MSUM Looking For New Safety app After Passing on Bluelight
MSUM officials say the school is in need of a safety app for its students.
The school tired an app last spring called Blue Light but didn’t get response it hoped for.
To see if the Blue Light safety app was a right fit, MSUM participated in a pilot program before they decided to subscribe.
Interim public safety director Karen Mehnert-Meland says during that period only 51 students used the app, which wasn’t worth the $10,000 investment.
“Saw that we had just that few of users,” she says. “We went back and forth that would have been rather expensive, and we decided to kind of put a pause on it.”
She says when it comes to why students didn’t take to the app, she doesn’t’ feel that it was due to a lack of promotion.
She says, “Publicity was well done, and just for whatever reason students didn’t choose to download it.”
One MSUM student we spoke to says if she would have heard about the APP she definitely would have used it.

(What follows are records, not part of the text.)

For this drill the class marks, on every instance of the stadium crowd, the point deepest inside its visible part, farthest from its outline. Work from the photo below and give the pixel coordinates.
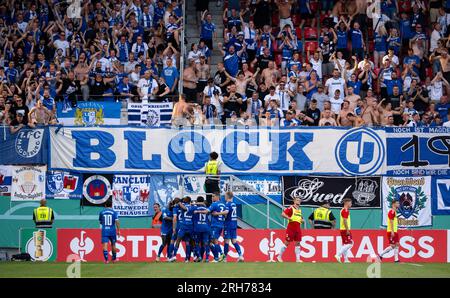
(320, 63)
(84, 50)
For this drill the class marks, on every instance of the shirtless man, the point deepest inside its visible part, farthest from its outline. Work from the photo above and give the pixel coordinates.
(284, 8)
(342, 119)
(203, 73)
(327, 119)
(352, 98)
(40, 115)
(190, 82)
(270, 75)
(180, 112)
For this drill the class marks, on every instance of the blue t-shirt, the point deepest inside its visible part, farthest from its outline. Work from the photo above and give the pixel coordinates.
(356, 36)
(167, 225)
(217, 221)
(231, 62)
(170, 74)
(207, 30)
(356, 86)
(342, 39)
(107, 218)
(201, 221)
(231, 219)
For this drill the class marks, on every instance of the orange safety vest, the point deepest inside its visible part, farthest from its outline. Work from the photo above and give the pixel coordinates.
(156, 219)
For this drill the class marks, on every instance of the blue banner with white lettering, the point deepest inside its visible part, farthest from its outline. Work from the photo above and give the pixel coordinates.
(26, 146)
(440, 194)
(290, 151)
(89, 113)
(418, 151)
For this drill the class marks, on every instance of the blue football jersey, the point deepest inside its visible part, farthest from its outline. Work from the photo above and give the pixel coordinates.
(231, 219)
(107, 220)
(201, 221)
(217, 220)
(166, 226)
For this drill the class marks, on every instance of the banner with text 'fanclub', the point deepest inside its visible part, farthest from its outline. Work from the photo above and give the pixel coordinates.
(131, 195)
(28, 183)
(414, 195)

“For your own safety, and being a girl. I probably would of downloaded it if I would of heard more about it before today,” said Michaela Hauge, student at MSUM.
Mehnert-Meland says the school has reached out to its neighboring colleges to see what they are using.
NDSU is currently subscribed to the Path Light safety app.
Mike Borr Director of Police and Safety at NDSU says they’re app has over 300 users.
He says the successful piece has been the ability to tie the app to their student-card access system.
“It’s that integration piece where it ties in portions of our system. That really gives us the benefit that we’re seeing in terms of being able to respond,” said Borr.
Karen says moving forward the school is still looking into other apps that they hope will be more successful.
Students and faculty at MSUM can still download the blue light app, but will have to pay safety feature through their app store.